Romney Makes Gains With The Base

    Finally, conservatives start to coalesce behind Romney.

    The rule this primary season has been Mitt Romney wins among wealthy, educated, urban, and more moderate Republicans, while the non-Romney candidate wins the poorer, less educated, rural, and more conservative base of the party.

    Tonight Mitt Romney has put a stop to that pattern, and taken a big step toward unifying his party.

    He showed a broad coalition of support in Maryland and Wisconsin, according to exit polling, winning over conservatives, evangelicals, and even Tea Party supporters, as his party begins to unite behind him as the presumptive nominee.

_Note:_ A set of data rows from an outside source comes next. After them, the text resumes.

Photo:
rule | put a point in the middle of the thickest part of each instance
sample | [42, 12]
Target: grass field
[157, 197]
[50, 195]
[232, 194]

    In Wisconsin, Romney beat Santorum 44% to 41% among very conservatives, narrowly lost among Evangelicals (38% to 41%), but led 49% to 36% among Tea Party backers. In Maryland, Romney beat Santorum 41% to 38% among Evangelicals, tied him 40% to 40% among very conservatives, and won 49% to 30% among Tea Party backers.

    The results provide the strongest argument yet that Republican voters of all stripes are ready for this race to be over — and that they're falling in behind Romney. They also undermine Rick Santorum's rationale for staying in the race — that he speaks for the party's base, when in fact, as time goes on the base is coming to grips with nominating Romney.